# Thread: Card game: number of combinations

1. ## Card game: number of combinations

In a card game an Ace = 4 points, king=3 points, queen=2 points and jack=1 point.
Now we have only 16 cards that have points to deal with(4A,4K,4Q,4J)
To reach 4 points, we have 5 ways: (0A+0K+0Q+4J),(0A+0K+1Q+2J),(0A+0K+2Q+0J),(0A+1K+0 Q+1J),(1A+0K+0Q+0J)
Or another example to reach 7 points we have 9 ways: (0A+0K+2Q+3J),(0A+0K+3Q+1J),(0A+1K+0Q+4J),(0A+1K+1 Q+2J),(0A+1K+2Q+0J),(0A+2K+0Q+1J),(1A+0K+0Q+3J),(1 A+0K+1Q+1J),(1A+1K+0Q+0J)

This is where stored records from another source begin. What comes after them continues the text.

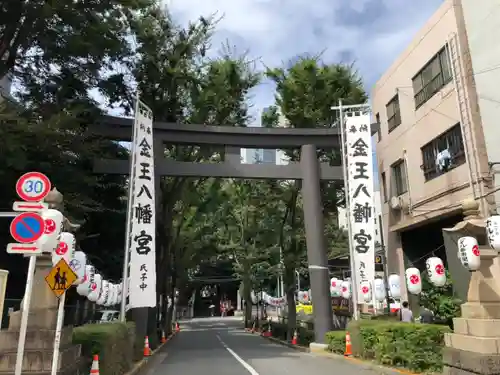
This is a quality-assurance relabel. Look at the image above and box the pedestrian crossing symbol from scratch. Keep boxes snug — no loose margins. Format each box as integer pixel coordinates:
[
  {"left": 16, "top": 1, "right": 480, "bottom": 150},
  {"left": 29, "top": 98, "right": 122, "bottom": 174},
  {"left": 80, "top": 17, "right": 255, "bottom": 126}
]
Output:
[{"left": 45, "top": 258, "right": 78, "bottom": 298}]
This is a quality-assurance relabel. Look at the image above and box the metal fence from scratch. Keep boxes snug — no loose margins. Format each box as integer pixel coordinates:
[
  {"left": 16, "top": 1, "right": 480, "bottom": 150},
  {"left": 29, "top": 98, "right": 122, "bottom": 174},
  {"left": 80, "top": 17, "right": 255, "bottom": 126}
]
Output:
[{"left": 1, "top": 298, "right": 107, "bottom": 329}]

How can I get a formula to find the number of ways to reach a specific point "n".

Regards.

2. ## Re: Card game: number of combinations

Originally Posted by billobillo
In a card game an Ace = 4 points, king=3 points, queen=2 points and jack=1 point.
Now we have only 16 cards that have points to deal with(4A,4K,4Q,4J)
To reach 4 points, we have 5 ways: (0A+0K+0Q+4J),(0A+0K+1Q+2J),(0A+0K+2Q+0J),(0A+1K+0 Q+1J),(1A+0K+0Q+0J)
Or another example to reach 7 points we have 9 ways: (0A+0K+2Q+3J),(0A+0K+3Q+1J),(0A+1K+0Q+4J),(0A+1K+1 Q+2J),(0A+1K+2Q+0J),(0A+2K+0Q+1J),(1A+0K+0Q+3J),(1 A+0K+1Q+1J),(1A+1K+0Q+0J)
If you expand $\prod\limits_{j = 1}^4 {\left( {\sum\limits_{k = 0}^4 {{x^{jk}}} } \right)}$ the coefficients of the $x$ terms answer your question. That is both $5x^4~\&~9x^7$ are in the expansion.
I use the CAS MathCad to eapand.
Here is WolframAlpha .

3. ## Re: Card game: number of combinations

Thank you for your time,nice solution, but is there a way to get the 5 or 9 without expanding the whole formula?
A combination formula for example?

4. ## Re: Card game: number of combinations

Originally Posted by billobillo
Is there a way to get the 5 or 9 without expanding the whole formula?
A combination formula for example?
In your OP you requested "How can I get a formula to find the number of ways to reach a specific point "n"."
That is what I did. So far as I know there is no formula for particular terms.
These problems are solved by generating functions.

5. ## Re: Card game: number of combinations

Well thanks again for your help, I was having a hard time for finding a solution, and your solution is so helpful.